Aku tak tahu sampai seberapa jauh perasaanku ini akan bertahan. Disini,
makin hari makin rasanya ingin kuserahkan diriku padanya. Ingin rasanya kulakukan apa pun agar dapat berduaan terus dengannya. Tapi, aku memang tak berani menggodanya. Aku tak pernah berani menggodanya. Hasratku ada, inginku penuh, tapi maluku membuat aku lebih berpikir normal. Tak mungkin aku menggoda kakak iparku, tak mungkin aku menyeretnya dalam asmaraku sendiri, tak mungkin aku khianati kakakku sendiri. Tak mungkin...

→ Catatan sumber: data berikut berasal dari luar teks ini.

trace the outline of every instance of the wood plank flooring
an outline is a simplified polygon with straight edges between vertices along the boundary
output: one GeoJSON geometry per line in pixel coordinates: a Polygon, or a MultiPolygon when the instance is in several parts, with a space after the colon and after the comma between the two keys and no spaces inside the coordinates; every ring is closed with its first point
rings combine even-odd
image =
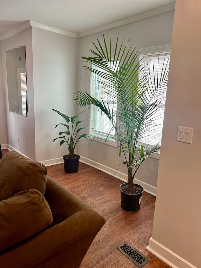
{"type": "MultiPolygon", "coordinates": [[[[2,150],[3,156],[8,151],[2,150]]],[[[126,241],[150,259],[144,268],[170,267],[145,249],[152,236],[155,196],[144,192],[140,210],[127,212],[121,207],[121,181],[104,178],[111,176],[81,162],[78,172],[73,174],[64,172],[62,164],[47,168],[49,176],[106,218],[106,224],[94,240],[80,268],[137,268],[116,248],[126,241]]]]}

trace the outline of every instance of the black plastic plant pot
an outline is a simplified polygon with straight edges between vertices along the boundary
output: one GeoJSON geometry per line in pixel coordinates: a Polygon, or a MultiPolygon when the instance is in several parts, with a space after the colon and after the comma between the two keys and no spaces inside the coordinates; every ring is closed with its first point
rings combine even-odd
{"type": "Polygon", "coordinates": [[[78,171],[80,156],[74,155],[75,158],[69,158],[68,155],[63,156],[64,170],[66,173],[75,173],[78,171]]]}
{"type": "Polygon", "coordinates": [[[144,189],[142,186],[135,183],[133,183],[133,185],[141,188],[142,189],[142,191],[139,194],[128,194],[124,193],[121,189],[121,186],[127,185],[127,183],[123,183],[119,187],[121,191],[122,208],[128,212],[136,212],[140,209],[142,196],[144,191],[144,189]]]}

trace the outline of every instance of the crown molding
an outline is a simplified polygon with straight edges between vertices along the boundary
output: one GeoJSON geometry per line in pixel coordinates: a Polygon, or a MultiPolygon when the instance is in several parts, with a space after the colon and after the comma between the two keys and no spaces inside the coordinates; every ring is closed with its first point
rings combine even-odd
{"type": "Polygon", "coordinates": [[[91,30],[89,30],[88,31],[80,33],[78,34],[78,38],[80,38],[80,37],[84,37],[99,32],[101,32],[102,31],[105,31],[106,30],[111,29],[115,27],[118,27],[119,26],[124,25],[125,24],[127,24],[128,23],[134,22],[138,20],[140,20],[160,14],[172,11],[175,10],[175,3],[163,6],[162,7],[157,8],[155,8],[140,14],[135,15],[132,17],[130,17],[126,19],[118,20],[112,23],[110,23],[109,24],[107,24],[100,27],[98,27],[91,30]]]}
{"type": "Polygon", "coordinates": [[[36,27],[41,29],[43,29],[44,30],[46,30],[48,31],[57,33],[58,34],[63,35],[64,35],[70,36],[70,37],[72,37],[74,38],[80,38],[101,32],[102,31],[111,29],[115,27],[121,26],[122,25],[127,24],[128,23],[134,22],[135,21],[137,21],[144,19],[146,19],[148,18],[153,17],[160,14],[172,11],[174,10],[175,6],[175,3],[173,3],[172,4],[170,4],[169,5],[163,6],[160,8],[155,8],[151,10],[149,10],[143,13],[138,14],[133,16],[132,17],[129,17],[129,18],[127,18],[126,19],[123,19],[118,20],[112,23],[107,24],[103,26],[95,28],[91,30],[89,30],[88,31],[83,32],[78,34],[74,33],[68,32],[68,31],[65,31],[64,30],[62,30],[58,28],[52,27],[51,26],[49,26],[45,24],[43,24],[42,23],[36,22],[35,21],[34,21],[32,20],[28,20],[24,23],[21,24],[19,26],[18,26],[14,29],[13,29],[9,31],[8,32],[8,33],[6,33],[0,36],[0,41],[2,41],[4,39],[6,39],[30,26],[36,27]]]}
{"type": "Polygon", "coordinates": [[[30,27],[30,26],[31,24],[30,21],[27,20],[27,21],[19,25],[19,26],[18,26],[17,27],[16,27],[14,29],[13,29],[13,30],[8,32],[8,33],[6,33],[0,36],[0,41],[2,41],[2,40],[4,39],[6,39],[7,38],[12,36],[14,36],[15,34],[19,32],[21,32],[23,30],[24,30],[24,29],[26,29],[27,28],[30,27]]]}
{"type": "Polygon", "coordinates": [[[42,23],[39,23],[35,21],[30,20],[30,23],[31,26],[36,27],[37,28],[40,28],[44,30],[46,30],[51,32],[53,32],[54,33],[57,33],[57,34],[60,34],[64,36],[70,36],[74,38],[77,38],[78,36],[77,34],[74,33],[72,33],[71,32],[68,32],[68,31],[65,31],[64,30],[61,30],[58,28],[55,28],[54,27],[52,27],[46,25],[45,24],[42,24],[42,23]]]}

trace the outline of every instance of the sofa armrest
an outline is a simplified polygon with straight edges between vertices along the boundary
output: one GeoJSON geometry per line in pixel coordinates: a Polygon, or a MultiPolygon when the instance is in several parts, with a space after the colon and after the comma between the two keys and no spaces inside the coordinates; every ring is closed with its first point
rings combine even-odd
{"type": "Polygon", "coordinates": [[[61,222],[78,211],[93,209],[48,176],[45,197],[52,214],[53,225],[61,222]]]}
{"type": "Polygon", "coordinates": [[[78,268],[105,222],[104,218],[93,210],[78,211],[62,222],[2,252],[0,263],[4,268],[78,268]]]}

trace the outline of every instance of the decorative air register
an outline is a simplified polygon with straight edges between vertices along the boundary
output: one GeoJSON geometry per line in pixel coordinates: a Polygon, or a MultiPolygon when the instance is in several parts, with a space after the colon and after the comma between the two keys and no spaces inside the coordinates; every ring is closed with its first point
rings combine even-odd
{"type": "Polygon", "coordinates": [[[127,241],[117,246],[116,248],[139,268],[141,268],[150,260],[127,241]]]}

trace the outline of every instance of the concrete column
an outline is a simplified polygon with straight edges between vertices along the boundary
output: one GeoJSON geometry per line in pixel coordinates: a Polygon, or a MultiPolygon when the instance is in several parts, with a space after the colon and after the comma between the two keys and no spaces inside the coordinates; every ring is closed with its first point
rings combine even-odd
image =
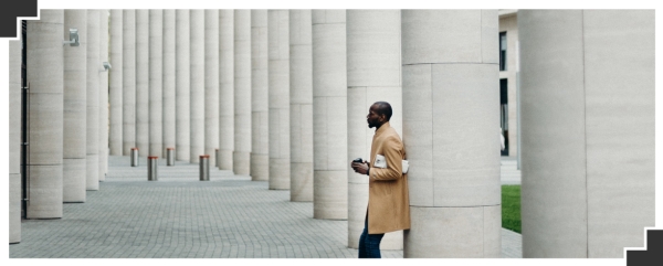
{"type": "Polygon", "coordinates": [[[122,156],[122,131],[123,131],[123,114],[122,114],[122,97],[123,97],[123,10],[110,10],[110,65],[109,71],[109,94],[110,102],[110,129],[108,131],[108,148],[110,155],[122,156]]]}
{"type": "Polygon", "coordinates": [[[291,201],[313,201],[313,50],[309,9],[290,10],[291,201]]]}
{"type": "Polygon", "coordinates": [[[63,10],[28,21],[28,219],[62,217],[63,31],[63,10]]]}
{"type": "Polygon", "coordinates": [[[217,167],[232,170],[234,150],[234,11],[219,10],[219,158],[217,167]]]}
{"type": "MultiPolygon", "coordinates": [[[[62,40],[70,39],[70,29],[78,30],[78,46],[65,45],[63,81],[63,153],[62,198],[64,202],[85,202],[86,111],[87,111],[87,11],[64,10],[62,40]]],[[[20,78],[19,78],[20,81],[20,78]]],[[[21,102],[18,102],[21,103],[21,102]]],[[[20,109],[20,104],[19,104],[20,109]]],[[[20,114],[19,114],[20,117],[20,114]]],[[[12,117],[13,118],[13,117],[12,117]]],[[[20,131],[19,123],[19,131],[20,131]]],[[[17,155],[18,157],[18,155],[17,155]]]]}
{"type": "Polygon", "coordinates": [[[217,166],[219,148],[219,10],[204,10],[204,155],[217,166]]]}
{"type": "Polygon", "coordinates": [[[176,88],[175,94],[177,96],[175,108],[177,110],[176,114],[176,145],[175,145],[175,155],[176,159],[180,161],[189,161],[190,158],[190,20],[189,20],[189,10],[188,9],[178,9],[176,11],[176,88]]]}
{"type": "Polygon", "coordinates": [[[21,45],[9,41],[9,244],[21,242],[21,45]]]}
{"type": "MultiPolygon", "coordinates": [[[[108,62],[108,10],[99,10],[99,62],[108,62]]],[[[99,181],[108,171],[108,71],[99,68],[99,181]]]]}
{"type": "Polygon", "coordinates": [[[251,10],[234,10],[234,173],[250,174],[250,161],[251,10]]]}
{"type": "Polygon", "coordinates": [[[136,147],[149,156],[149,10],[136,10],[136,147]]]}
{"type": "MultiPolygon", "coordinates": [[[[391,104],[389,124],[402,137],[400,10],[348,10],[348,156],[370,158],[375,128],[366,115],[379,100],[391,104]]],[[[348,246],[358,248],[368,206],[368,177],[348,172],[348,246]]],[[[387,233],[382,249],[402,249],[403,232],[387,233]]]]}
{"type": "MultiPolygon", "coordinates": [[[[161,158],[166,158],[166,148],[175,147],[176,135],[176,44],[175,41],[175,9],[164,10],[164,108],[161,110],[161,120],[164,121],[164,152],[161,158]]],[[[177,153],[178,150],[175,150],[177,153]]],[[[176,156],[177,157],[177,156],[176,156]]]]}
{"type": "Polygon", "coordinates": [[[290,189],[290,13],[267,11],[270,189],[290,189]]]}
{"type": "Polygon", "coordinates": [[[190,158],[198,163],[204,155],[204,11],[191,10],[190,44],[190,158]]]}
{"type": "Polygon", "coordinates": [[[122,155],[129,156],[136,147],[136,11],[122,14],[122,155]]]}
{"type": "Polygon", "coordinates": [[[524,257],[621,258],[655,225],[654,21],[518,11],[524,257]]]}
{"type": "Polygon", "coordinates": [[[164,155],[164,10],[149,10],[149,156],[164,155]]]}
{"type": "Polygon", "coordinates": [[[313,217],[348,217],[346,11],[313,10],[313,217]]]}
{"type": "Polygon", "coordinates": [[[87,10],[86,190],[99,190],[99,10],[87,10]]]}
{"type": "Polygon", "coordinates": [[[251,180],[270,179],[267,10],[251,10],[251,180]]]}
{"type": "Polygon", "coordinates": [[[402,10],[401,30],[403,257],[499,257],[497,10],[402,10]]]}

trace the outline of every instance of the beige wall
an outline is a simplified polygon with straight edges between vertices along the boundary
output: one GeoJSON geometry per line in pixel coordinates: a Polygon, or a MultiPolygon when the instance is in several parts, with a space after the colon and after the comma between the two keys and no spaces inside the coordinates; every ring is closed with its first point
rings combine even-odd
{"type": "MultiPolygon", "coordinates": [[[[515,13],[499,17],[499,32],[506,31],[506,71],[499,72],[499,79],[507,79],[508,95],[508,156],[518,155],[518,117],[516,98],[516,42],[518,41],[518,18],[515,13]]],[[[499,111],[499,110],[497,110],[499,111]]]]}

Tapi, rasa ini, gairah ini, hasrat ini, dan demikian banyak kesempatan
berdua ini, bagaimana aku harus bertahan menghadapi gempuran-gempurannya, debaran-debarannya? ? Ohh, tolonglah... kenapa harus kakak iparku? Kenapa bukan lelaki lain, yang bisa kumiliki dengan riang, dan bukan hanya sekadar impian. Kenapa??



(Sebagaimana cerita Sistri di Yogya, kepada kami)



 

 

Posting Komentar untuk "CINTAKU DI HATI YANG SALAH"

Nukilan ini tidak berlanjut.